Honesty, defined by my dictionary as "free of deceit and untruthfulness; sincere," is foundational to any good faith attempt to govern. The term 'good faith' is doing a lot of work here, and means that the person in the position of power is attempting to execute the responsibilities of their office to the best of their ability and as closely to the spirit of the law that establishes their office.
The advantages of being honest are therefore, legitimacy, positive accord with those governed, and security.
- Legitimacy, because you are only properly in an office to the extent that you were put there through no act of deception and execute your office in good faith;
- Positive accord, because whatever your relationship with the governed may be, everyone who is party to it knows where they stand and can agree as to the facts; and
- Security, because when you are honest you can never be caught in a lie - only an error.

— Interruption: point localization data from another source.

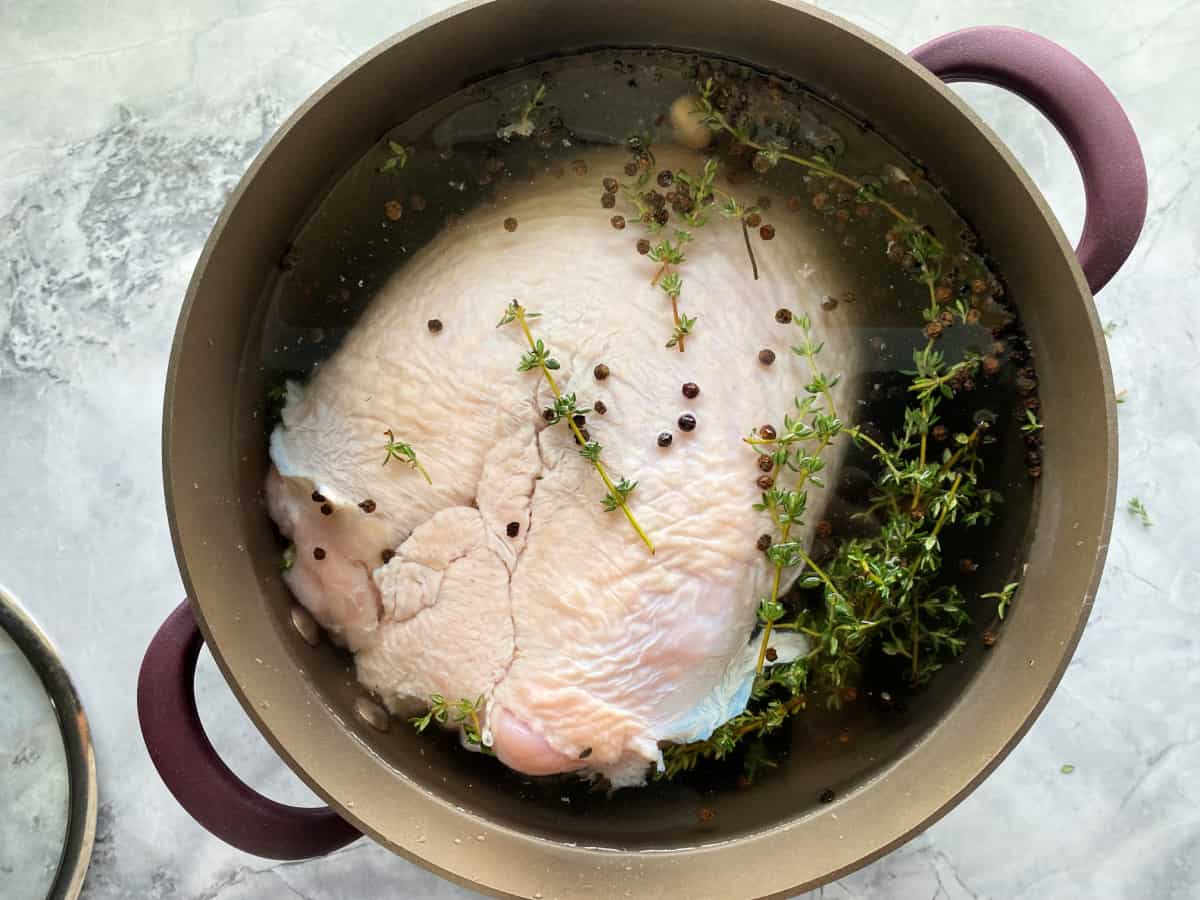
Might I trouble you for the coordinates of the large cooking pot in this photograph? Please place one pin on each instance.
(430, 803)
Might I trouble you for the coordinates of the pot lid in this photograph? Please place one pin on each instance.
(47, 767)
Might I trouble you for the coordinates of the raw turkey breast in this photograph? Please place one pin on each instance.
(580, 641)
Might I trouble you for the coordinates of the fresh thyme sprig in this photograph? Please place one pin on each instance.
(403, 453)
(462, 713)
(1031, 424)
(671, 255)
(565, 409)
(1138, 509)
(927, 251)
(399, 157)
(525, 115)
(790, 454)
(877, 593)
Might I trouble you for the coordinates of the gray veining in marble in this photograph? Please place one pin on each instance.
(34, 785)
(123, 126)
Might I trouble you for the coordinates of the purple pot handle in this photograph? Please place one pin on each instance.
(196, 775)
(1083, 109)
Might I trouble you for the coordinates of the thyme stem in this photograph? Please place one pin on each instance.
(519, 313)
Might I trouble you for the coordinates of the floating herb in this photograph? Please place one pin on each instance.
(403, 453)
(1031, 425)
(565, 409)
(1002, 598)
(399, 157)
(913, 239)
(463, 713)
(1138, 509)
(879, 593)
(525, 115)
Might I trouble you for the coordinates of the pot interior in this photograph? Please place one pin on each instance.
(216, 463)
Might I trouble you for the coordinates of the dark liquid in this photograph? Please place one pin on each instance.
(372, 221)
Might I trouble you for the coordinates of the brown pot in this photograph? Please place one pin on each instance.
(427, 803)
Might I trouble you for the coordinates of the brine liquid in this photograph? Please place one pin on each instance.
(468, 150)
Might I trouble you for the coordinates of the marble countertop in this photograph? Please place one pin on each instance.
(124, 125)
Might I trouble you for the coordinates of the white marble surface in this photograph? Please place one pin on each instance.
(123, 126)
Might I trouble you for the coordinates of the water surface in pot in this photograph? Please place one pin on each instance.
(546, 123)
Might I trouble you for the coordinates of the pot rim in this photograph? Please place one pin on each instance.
(491, 865)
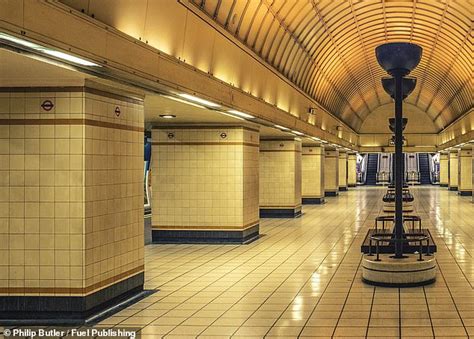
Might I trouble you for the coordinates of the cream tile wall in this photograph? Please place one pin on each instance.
(342, 169)
(352, 170)
(113, 178)
(205, 178)
(453, 169)
(313, 172)
(280, 173)
(444, 169)
(465, 170)
(331, 171)
(68, 193)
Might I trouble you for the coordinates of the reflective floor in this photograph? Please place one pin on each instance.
(302, 278)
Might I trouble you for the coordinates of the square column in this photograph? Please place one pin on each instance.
(453, 170)
(205, 184)
(280, 178)
(313, 174)
(352, 170)
(443, 169)
(71, 202)
(342, 171)
(465, 172)
(331, 173)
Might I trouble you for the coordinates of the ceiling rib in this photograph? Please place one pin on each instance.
(325, 48)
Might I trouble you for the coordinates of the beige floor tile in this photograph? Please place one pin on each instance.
(417, 332)
(319, 331)
(187, 330)
(220, 330)
(279, 331)
(350, 331)
(449, 331)
(383, 332)
(252, 331)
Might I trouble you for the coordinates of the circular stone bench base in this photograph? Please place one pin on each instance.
(392, 272)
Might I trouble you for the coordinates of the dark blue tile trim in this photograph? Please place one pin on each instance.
(205, 237)
(313, 201)
(280, 212)
(67, 309)
(465, 193)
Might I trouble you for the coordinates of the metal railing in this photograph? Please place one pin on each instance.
(413, 176)
(419, 238)
(383, 176)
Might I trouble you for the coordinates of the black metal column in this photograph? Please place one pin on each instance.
(398, 167)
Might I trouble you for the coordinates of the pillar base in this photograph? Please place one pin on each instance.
(70, 310)
(183, 236)
(331, 193)
(465, 193)
(280, 212)
(390, 272)
(313, 201)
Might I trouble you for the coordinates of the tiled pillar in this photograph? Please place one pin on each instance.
(453, 170)
(331, 173)
(205, 184)
(443, 169)
(352, 170)
(71, 201)
(280, 178)
(465, 171)
(342, 171)
(312, 162)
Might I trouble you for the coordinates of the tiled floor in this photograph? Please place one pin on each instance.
(303, 279)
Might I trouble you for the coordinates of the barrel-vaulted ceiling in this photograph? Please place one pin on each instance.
(326, 48)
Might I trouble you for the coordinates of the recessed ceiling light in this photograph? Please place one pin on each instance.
(199, 100)
(241, 114)
(231, 115)
(282, 127)
(48, 51)
(184, 101)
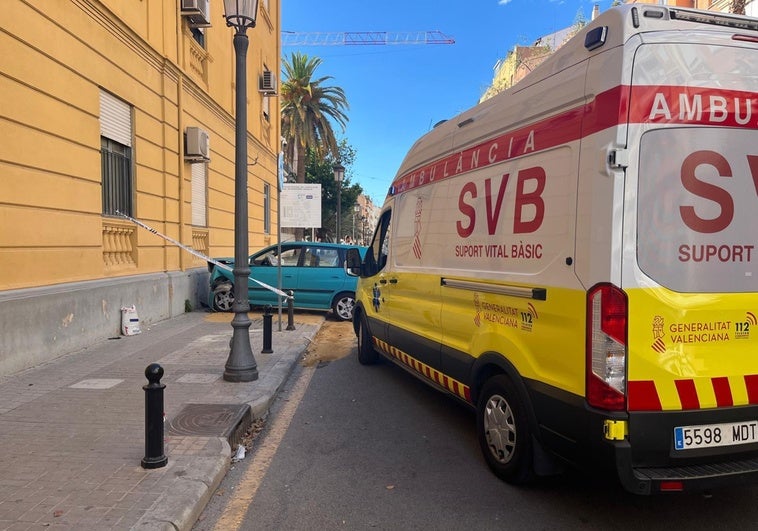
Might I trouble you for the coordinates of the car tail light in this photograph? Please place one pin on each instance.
(607, 311)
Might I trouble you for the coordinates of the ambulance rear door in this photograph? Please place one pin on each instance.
(690, 263)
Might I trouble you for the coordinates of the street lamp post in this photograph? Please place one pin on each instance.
(339, 174)
(240, 366)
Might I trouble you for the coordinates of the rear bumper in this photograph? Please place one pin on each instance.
(687, 478)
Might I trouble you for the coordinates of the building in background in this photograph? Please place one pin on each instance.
(115, 107)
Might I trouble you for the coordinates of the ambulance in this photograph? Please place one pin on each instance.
(576, 257)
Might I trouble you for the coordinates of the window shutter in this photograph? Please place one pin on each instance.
(115, 119)
(199, 178)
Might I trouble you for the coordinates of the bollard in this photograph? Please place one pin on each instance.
(154, 456)
(291, 311)
(267, 330)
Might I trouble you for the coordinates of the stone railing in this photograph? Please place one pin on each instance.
(119, 245)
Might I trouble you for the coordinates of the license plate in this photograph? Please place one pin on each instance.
(711, 435)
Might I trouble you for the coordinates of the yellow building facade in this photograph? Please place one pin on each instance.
(112, 106)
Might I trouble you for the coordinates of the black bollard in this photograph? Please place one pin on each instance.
(291, 311)
(154, 456)
(267, 330)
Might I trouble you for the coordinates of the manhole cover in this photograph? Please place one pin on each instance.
(211, 420)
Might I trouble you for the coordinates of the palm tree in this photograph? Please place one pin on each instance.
(308, 108)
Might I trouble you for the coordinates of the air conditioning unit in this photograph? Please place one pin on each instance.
(196, 145)
(197, 13)
(267, 83)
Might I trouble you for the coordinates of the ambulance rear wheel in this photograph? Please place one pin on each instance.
(503, 431)
(366, 353)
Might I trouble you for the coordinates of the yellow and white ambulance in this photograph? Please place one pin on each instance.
(576, 257)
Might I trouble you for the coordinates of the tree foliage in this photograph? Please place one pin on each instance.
(320, 170)
(309, 108)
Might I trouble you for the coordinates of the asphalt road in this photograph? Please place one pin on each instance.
(354, 447)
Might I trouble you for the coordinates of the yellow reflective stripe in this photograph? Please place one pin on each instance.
(739, 390)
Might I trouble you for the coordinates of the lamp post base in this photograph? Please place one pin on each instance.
(241, 366)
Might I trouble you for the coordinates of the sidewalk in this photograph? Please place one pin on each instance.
(72, 432)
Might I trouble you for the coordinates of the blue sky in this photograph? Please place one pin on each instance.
(396, 93)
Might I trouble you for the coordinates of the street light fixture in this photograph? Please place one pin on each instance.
(240, 366)
(339, 174)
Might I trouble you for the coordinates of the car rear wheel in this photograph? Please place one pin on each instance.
(223, 297)
(503, 431)
(366, 353)
(343, 306)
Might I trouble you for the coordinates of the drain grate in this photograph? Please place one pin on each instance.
(212, 420)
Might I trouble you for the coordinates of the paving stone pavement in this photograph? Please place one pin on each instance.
(72, 431)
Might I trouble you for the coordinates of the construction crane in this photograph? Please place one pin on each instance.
(364, 38)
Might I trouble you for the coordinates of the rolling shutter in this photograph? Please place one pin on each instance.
(115, 119)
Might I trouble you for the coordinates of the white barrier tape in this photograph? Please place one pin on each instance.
(199, 254)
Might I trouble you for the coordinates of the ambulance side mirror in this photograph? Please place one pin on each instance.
(353, 262)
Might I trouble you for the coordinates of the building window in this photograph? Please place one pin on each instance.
(199, 35)
(199, 194)
(116, 156)
(267, 208)
(266, 109)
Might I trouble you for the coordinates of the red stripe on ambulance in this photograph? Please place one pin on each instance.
(723, 392)
(620, 105)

There are no disadvantages, period, to being honest if you are occupying your office in good faith. From time to time someone may talk about being 'too honest,' but this is a misnomer. What they're actually objecting to is being too forthcoming, that is: too free with information that you needn't disclose. Honesty doesn't mean running your mouth off every chance you get, it simply means that when you open your mouth, what comes out is the truth to the best of your ability. Discretion is especially important when honesty is your watchword, but that's the closest to a disadvantage that you get and it can be absolutely devastating to be honest, but indiscrete.
Someone who occupies, or seeks, a political office in bad faith, however, does face serious disadvantages if they are too truthful, and this depends on the circumstances of the bad faith. If someone is engaged in corruption, criminality, or abuses of power, they will either have to lie about it or end up confessing to the misdeeds - deception becomes a necessity for the corruption to continue.
Even outside the realm of corruption, however, those who hold views that a majority of people find odious are strongly incentivized, structurally, to lie about their views in order to garner power, office, and favors. If they openly admit to their views they will be ostracized and isolated from power or political office.
In the case of political parties whose actual policy positions are odious to the public, there is strategic advantage to inventing crises that distract from the policy positions and insofar as their opponents have facts on their side, adding a miasma of uncertainty, doubt, or assumptions of bad faith to the whole political sphere allows them to operate under less effective scrutiny - and disturb the public less when discovered because, after all, "aren't all politicians automatically corrupt?"
Honesty serves best when the person holding power actually means to do well by the people governed. Dishonesty serves best when dealing with your enemies - and to a minority-rule government, the people are the enemy since the majority of them don't like the government, or wouldn't if the fully understood the truth of matters.